Posts Tagged 'social life'

il tempo dell’incertezza

Che cos’è l’incertezza?

Essere non sicuri. Non fermi. Instabili.

Chiedersi ogni giorno che cosa ne sarà di noi domani. Sentirsi intrappolati in una rete pesante di cause ed effetti da cui (sembra) non si può uscire. Finire tutte le frasi con : “Mah.” e rivolgere gli occhi al cielo, o in basso per terra con sconsolatezza. L’incertezza oggi è amaro in bocca, dopo i bagordi del secolo passato. E’ aver creduto in illusioni di stabilità e felicità per tutti gli esseri umani, e non potersi aggrappare a un saldo punto di appoggio.

Dopo aver scoperto come soggiogare l’energia elettrica e quella atomica, dopo aver vissuto nell’ovatta di un meccanismo semplice e fortunato come quello di: “spendo soldi in giro a casaccio, faccio guadagnare le aziende, le aziende mi assumono dandomi a disposizione una cifra che spendo, per far guadagnare le aziende….” ci svegliamo, e siamo nudi. La coperta è stretta e ce ne siamo accorti dopo aver buttato via tutti i maglioni pesanti e la lana.

Un numero a ripetizione costante di eventi dalla luce nera sta scuotendo il nostro mondo, dai paesi più poveri a quelli più ricchi. Legati tutti gli uni agli altri, e la causa effetto ha appena iniziato a far cadere il castello di carte. Che cosa sta succedento alla nostra società? Perché i giovani non sorridono più pensando al futuro e perché si ubriacano tutti i week end fino a vomitare e fanno sesso con disprezzo a dodici anni?

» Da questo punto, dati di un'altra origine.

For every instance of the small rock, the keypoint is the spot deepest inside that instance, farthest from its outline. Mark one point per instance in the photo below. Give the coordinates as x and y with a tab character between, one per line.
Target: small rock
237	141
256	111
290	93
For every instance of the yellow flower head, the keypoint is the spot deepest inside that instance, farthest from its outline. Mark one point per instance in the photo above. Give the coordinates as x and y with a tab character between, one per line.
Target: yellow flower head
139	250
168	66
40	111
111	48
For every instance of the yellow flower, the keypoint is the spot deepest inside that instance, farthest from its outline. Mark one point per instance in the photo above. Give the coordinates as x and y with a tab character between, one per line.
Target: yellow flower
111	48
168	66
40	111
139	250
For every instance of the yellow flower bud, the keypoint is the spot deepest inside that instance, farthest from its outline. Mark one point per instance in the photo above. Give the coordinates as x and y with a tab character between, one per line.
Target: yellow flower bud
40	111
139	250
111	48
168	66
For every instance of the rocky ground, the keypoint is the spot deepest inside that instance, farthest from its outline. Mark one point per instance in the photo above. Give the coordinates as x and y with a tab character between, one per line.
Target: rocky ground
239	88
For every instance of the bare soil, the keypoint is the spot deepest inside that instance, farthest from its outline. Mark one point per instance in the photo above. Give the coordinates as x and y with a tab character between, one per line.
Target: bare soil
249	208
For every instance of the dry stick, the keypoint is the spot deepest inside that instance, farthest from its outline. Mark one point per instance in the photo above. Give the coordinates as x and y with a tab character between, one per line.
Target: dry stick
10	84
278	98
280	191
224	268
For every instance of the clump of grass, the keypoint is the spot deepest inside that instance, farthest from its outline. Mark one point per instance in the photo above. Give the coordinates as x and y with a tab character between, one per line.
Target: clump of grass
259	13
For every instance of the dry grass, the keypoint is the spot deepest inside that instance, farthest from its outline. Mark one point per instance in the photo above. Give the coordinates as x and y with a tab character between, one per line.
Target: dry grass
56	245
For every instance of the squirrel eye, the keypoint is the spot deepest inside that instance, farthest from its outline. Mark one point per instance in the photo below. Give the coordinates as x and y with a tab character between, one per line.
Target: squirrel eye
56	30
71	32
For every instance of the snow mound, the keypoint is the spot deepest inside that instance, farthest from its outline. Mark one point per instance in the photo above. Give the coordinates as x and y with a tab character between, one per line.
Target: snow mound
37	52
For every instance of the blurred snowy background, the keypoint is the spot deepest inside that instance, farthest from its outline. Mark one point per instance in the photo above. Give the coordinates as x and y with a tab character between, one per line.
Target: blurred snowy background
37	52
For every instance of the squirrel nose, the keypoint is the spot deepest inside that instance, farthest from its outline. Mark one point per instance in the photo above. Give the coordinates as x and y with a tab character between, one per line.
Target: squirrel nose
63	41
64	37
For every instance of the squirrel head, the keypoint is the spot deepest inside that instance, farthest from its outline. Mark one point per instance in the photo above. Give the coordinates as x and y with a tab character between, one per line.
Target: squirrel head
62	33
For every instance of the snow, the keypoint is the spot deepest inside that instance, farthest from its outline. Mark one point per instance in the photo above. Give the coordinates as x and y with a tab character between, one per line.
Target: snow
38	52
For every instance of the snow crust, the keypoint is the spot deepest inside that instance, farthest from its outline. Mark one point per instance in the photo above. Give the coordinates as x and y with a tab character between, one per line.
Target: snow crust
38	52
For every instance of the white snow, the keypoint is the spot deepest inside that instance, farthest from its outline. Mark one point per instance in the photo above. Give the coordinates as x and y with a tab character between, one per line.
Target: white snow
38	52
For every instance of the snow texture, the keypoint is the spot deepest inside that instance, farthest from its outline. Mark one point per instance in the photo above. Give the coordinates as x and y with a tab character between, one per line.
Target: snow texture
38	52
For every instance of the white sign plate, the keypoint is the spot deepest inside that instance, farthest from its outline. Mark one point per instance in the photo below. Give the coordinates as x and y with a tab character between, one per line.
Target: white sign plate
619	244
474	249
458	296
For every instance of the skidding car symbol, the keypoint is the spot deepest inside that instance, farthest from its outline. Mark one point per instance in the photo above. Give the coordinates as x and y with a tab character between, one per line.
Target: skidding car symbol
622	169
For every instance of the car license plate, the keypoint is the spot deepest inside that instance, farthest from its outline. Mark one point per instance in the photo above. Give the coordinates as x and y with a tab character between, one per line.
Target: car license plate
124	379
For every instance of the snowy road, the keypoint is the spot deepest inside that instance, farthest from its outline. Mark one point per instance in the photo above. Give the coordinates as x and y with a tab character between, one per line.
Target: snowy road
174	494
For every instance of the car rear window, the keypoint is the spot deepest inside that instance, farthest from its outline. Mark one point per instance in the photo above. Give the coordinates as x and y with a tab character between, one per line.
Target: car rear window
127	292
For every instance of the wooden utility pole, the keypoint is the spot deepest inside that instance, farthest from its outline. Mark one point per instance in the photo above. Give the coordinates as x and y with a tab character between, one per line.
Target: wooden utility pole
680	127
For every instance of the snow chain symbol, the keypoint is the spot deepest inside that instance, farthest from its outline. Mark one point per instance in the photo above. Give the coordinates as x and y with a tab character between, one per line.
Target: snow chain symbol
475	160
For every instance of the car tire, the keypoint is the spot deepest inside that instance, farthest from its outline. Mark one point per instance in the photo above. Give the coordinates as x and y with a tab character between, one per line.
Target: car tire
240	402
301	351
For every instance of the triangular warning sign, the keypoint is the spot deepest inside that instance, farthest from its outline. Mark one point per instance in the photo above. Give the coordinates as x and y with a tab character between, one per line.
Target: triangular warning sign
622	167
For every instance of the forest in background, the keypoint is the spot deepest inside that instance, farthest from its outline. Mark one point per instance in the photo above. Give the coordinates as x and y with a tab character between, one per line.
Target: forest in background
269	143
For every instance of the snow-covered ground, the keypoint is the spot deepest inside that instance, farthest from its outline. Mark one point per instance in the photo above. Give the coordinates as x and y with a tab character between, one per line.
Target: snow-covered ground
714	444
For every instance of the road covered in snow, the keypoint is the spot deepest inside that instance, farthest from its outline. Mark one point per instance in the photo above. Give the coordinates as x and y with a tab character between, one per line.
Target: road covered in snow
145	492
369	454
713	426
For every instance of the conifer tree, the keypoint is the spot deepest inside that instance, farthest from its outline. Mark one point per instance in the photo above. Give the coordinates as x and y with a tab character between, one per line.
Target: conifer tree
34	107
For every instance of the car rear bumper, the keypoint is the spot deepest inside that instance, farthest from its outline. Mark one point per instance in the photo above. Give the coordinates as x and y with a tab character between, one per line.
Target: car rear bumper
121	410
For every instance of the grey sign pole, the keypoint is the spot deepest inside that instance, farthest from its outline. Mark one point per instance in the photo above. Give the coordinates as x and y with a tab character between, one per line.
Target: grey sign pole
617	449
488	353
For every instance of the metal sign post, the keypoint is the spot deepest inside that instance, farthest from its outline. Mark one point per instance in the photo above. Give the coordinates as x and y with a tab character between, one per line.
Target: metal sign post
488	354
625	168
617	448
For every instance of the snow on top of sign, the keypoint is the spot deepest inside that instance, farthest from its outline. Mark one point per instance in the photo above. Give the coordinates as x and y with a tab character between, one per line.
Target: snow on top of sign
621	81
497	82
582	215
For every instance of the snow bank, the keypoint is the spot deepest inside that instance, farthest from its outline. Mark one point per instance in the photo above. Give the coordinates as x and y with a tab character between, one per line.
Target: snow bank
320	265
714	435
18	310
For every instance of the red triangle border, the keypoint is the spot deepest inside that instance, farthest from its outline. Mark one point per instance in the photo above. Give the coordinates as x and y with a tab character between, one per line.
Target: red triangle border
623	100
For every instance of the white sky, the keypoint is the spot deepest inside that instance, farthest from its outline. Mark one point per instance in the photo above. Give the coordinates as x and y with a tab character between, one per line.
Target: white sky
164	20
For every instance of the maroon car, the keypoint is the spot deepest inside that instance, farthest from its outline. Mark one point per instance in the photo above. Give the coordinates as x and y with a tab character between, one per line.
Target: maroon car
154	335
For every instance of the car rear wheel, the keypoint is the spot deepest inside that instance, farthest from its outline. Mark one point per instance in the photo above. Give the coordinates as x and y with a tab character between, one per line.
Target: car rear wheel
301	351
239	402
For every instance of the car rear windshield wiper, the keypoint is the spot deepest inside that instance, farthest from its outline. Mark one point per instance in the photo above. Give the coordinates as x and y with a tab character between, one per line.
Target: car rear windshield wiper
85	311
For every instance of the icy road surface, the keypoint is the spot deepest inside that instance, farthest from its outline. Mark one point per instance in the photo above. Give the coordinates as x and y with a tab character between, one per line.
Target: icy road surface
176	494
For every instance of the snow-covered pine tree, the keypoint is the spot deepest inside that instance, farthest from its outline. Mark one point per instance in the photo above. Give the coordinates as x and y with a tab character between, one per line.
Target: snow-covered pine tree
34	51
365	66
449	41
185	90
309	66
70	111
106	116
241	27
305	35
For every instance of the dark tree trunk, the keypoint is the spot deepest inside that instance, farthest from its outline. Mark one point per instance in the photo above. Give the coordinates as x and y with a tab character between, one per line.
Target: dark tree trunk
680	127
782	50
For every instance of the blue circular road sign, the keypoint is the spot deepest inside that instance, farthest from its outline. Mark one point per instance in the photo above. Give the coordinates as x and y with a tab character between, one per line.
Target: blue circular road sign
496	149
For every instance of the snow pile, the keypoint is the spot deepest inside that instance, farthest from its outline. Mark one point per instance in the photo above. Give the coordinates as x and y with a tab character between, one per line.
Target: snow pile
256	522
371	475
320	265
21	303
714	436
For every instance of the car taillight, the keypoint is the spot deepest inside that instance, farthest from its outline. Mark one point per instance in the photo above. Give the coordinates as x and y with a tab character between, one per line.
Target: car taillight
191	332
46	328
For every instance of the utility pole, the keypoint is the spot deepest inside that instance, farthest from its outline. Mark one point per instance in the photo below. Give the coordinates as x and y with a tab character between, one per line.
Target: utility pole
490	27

E’ proprio l’incertezza il nodo della questione. Siamo caduti nell’incertezza, perché la superassimo e perché ci ripulissimo da vecchie strutture ormai obsolete.

La nostra speranza non deve morire. Deve oggi fortificarsi, aiutarci a combattere fino all’estremo delle nostre possibilità. Dobbiamo superare l’incertezza per trovarvi dietro la forza del mondo, la forza dell’uomo, la certezza di quel qualcosa al di là di tutto che ci guiderà e ci sosterrà. Che cosa sia, dobbiamo essere noi a scoprirlo.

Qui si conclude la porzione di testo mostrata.